Segundo Haércio, o projeto
visa mais similaridade com o ambiente de uma casa tradicional.
Cada unidade vai abrigar 20 crianças de 0 a 18
anos, que recebem atendimento integral sob a supervisão
de uma gerente e duas técnicas com formação
universitária, dez educadoras, em plantões
diurnos e noturnos; e quatro funcionários operacionais
divididos em cozinha, limpeza e lavanderia, totalizando
17 profissionais.
“Queremos criar um ambiente
familiar disponibilizando todos os recursos possíveis
para que a estada da criança ou adolescente em
situação de risco, encaminhados pelas Varas
de Infância da Capital, não importando a
duração, seja a melhor possível e
traga frutos à sua formação.
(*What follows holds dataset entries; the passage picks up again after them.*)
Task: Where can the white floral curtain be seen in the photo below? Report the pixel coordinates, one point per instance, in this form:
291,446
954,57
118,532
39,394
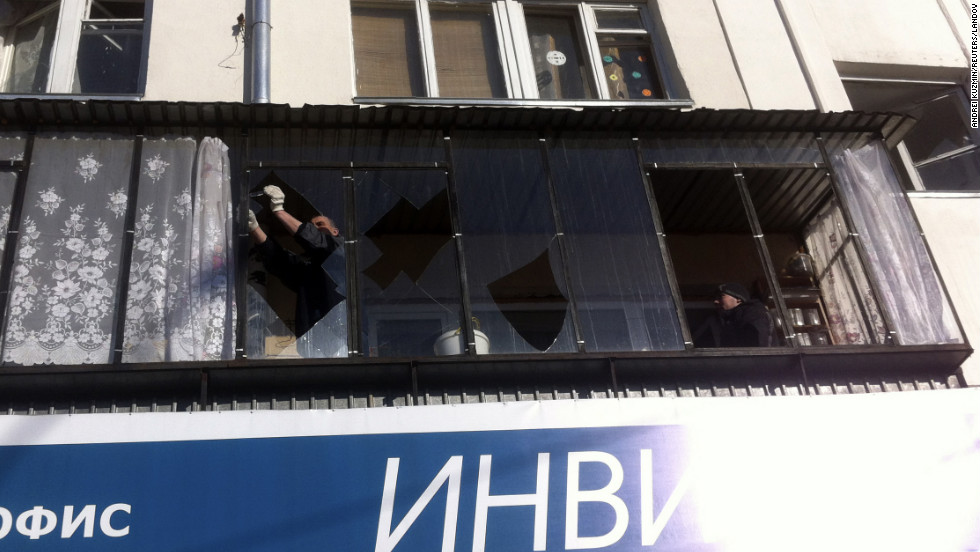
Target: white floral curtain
61,306
899,261
8,183
853,317
181,300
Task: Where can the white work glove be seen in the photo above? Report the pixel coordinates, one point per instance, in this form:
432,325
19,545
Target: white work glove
276,197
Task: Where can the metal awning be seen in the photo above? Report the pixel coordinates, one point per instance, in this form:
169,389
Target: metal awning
60,112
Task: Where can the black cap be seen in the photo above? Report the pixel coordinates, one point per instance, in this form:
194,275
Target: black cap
737,291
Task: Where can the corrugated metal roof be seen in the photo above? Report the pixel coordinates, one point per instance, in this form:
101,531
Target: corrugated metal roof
30,112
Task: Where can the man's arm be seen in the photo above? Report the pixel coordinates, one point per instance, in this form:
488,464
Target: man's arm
276,200
255,230
289,221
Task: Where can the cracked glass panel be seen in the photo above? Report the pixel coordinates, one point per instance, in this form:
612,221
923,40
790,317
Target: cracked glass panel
8,183
297,286
513,264
616,267
409,285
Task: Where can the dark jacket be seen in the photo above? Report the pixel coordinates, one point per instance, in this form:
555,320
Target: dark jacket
316,292
747,325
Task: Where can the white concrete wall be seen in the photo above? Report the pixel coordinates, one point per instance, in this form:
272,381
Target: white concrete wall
896,34
194,55
952,228
703,58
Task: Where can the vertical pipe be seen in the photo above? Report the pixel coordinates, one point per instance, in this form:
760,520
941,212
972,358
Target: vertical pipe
260,32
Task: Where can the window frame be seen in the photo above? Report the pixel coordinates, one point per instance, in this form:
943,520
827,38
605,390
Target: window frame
514,51
910,168
73,15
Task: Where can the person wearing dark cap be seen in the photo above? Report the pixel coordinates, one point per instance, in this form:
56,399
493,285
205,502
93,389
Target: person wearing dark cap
316,292
740,321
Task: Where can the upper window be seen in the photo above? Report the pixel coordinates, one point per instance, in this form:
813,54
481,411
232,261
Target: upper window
72,46
941,150
506,49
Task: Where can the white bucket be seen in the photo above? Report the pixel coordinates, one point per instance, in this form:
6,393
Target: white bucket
451,343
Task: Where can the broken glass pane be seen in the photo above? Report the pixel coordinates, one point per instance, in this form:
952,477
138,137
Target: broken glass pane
513,263
409,291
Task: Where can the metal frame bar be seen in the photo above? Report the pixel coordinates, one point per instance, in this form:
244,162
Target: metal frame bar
126,257
562,246
454,217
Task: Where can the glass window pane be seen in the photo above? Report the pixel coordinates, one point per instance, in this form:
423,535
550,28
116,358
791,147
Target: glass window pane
960,173
109,56
898,258
628,65
386,52
297,290
941,128
31,57
62,307
513,264
711,243
12,147
618,19
406,257
467,64
616,266
8,183
560,68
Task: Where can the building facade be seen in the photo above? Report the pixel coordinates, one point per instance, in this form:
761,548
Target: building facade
532,207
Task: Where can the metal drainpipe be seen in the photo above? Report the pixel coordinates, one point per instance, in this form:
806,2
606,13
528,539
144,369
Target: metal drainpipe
260,31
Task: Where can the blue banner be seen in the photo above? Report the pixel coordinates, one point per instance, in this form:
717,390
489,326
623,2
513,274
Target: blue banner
842,473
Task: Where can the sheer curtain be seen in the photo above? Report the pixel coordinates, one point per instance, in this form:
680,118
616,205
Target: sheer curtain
181,300
899,261
844,287
63,306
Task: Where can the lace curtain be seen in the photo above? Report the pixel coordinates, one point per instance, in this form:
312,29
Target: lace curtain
63,301
181,300
844,287
899,261
61,307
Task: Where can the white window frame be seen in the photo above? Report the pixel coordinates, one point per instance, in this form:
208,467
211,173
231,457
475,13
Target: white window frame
72,17
514,48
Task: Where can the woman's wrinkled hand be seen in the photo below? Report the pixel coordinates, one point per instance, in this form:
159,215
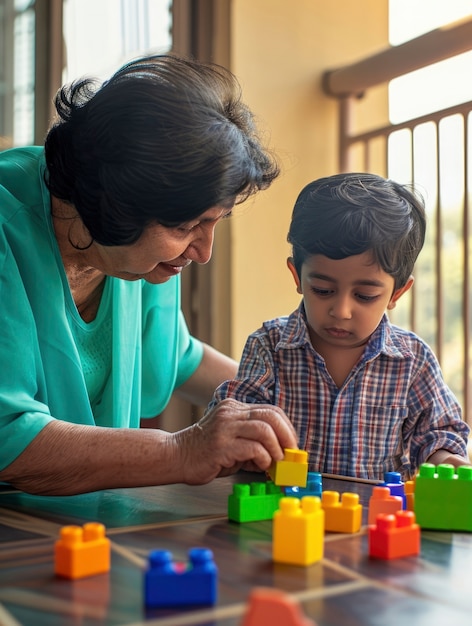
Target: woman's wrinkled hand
232,436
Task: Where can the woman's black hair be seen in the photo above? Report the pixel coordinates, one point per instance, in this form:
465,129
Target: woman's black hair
162,141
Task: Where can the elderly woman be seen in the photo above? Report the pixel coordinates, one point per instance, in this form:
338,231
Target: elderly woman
95,229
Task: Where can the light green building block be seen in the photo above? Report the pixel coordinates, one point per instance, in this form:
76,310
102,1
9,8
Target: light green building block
443,497
253,502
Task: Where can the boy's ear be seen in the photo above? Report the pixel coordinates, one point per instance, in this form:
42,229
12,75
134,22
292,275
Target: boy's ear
397,294
294,273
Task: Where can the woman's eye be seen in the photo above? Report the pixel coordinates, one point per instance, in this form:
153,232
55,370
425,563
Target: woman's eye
365,298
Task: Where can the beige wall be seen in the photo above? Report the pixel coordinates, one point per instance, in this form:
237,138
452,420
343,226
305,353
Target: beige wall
279,51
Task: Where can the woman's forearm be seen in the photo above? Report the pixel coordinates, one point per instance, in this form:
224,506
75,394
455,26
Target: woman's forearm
69,458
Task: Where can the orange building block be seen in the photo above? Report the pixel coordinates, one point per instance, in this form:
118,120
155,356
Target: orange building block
394,536
298,531
343,516
82,551
410,495
271,606
382,502
292,471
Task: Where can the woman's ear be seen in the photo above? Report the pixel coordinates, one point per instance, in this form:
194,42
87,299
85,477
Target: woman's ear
397,294
294,273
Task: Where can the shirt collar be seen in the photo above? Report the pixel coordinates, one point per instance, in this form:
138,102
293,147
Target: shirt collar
382,341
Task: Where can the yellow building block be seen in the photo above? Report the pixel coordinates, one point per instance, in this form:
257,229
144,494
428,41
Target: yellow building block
82,551
292,471
298,531
343,516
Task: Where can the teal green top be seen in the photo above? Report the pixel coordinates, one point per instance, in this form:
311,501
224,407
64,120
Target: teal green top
111,372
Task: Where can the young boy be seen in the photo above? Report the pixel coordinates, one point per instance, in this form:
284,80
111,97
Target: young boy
365,396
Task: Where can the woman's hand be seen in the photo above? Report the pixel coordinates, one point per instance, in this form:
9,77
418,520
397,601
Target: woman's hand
233,435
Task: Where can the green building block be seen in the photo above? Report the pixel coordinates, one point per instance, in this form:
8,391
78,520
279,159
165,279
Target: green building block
253,502
443,497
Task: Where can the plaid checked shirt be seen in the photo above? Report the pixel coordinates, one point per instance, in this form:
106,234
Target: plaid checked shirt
392,412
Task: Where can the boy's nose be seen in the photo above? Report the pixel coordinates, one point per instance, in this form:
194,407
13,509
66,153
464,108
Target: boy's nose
341,309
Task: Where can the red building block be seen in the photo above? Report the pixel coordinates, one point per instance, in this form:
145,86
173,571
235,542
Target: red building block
381,501
268,607
394,536
82,551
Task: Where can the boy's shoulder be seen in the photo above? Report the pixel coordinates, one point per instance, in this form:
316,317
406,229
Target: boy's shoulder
284,331
408,342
A primeira
casa já está funcionando, a segunda tem
previsão para ser ocupada em fevereiro e a terceira
está ainda em processo de implantação”,
explica Suguimoto.
Para ele, esta foi a principal mudança
no ano que se passou: “de um atendimento a 60 crianças
em um grande prédio de 4 andares, passamos para
atendimento individualizado em 3 casas abrigo para 20
crianças cada; passamos de uma média de
34 funcionários para mais de 60, incluindo os da
instituição”.
Suguimoto complementa, “a maior
vantagem neste período foi a mobilização
da comunidade, dos voluntários e de empresas parceiras,
que atenderam nossos chamados e auxiliaram de maneira
marcante o processo de aperfeiçoamento do Lar Escola
Cairbar Schutel”.
Haércio diz ainda que a expectativa
da instituição neste ano é concluir
a implantação das unidades, toda a parte
organizacional e gerencial que implicam essas transformações
e buscar um modelo de excelência, criando condições
que cada criança ou adolescente possa encontrar
novos rumos quando tiver condições de retornar
à sua família de origem ou em um núcleo
familiar substituto.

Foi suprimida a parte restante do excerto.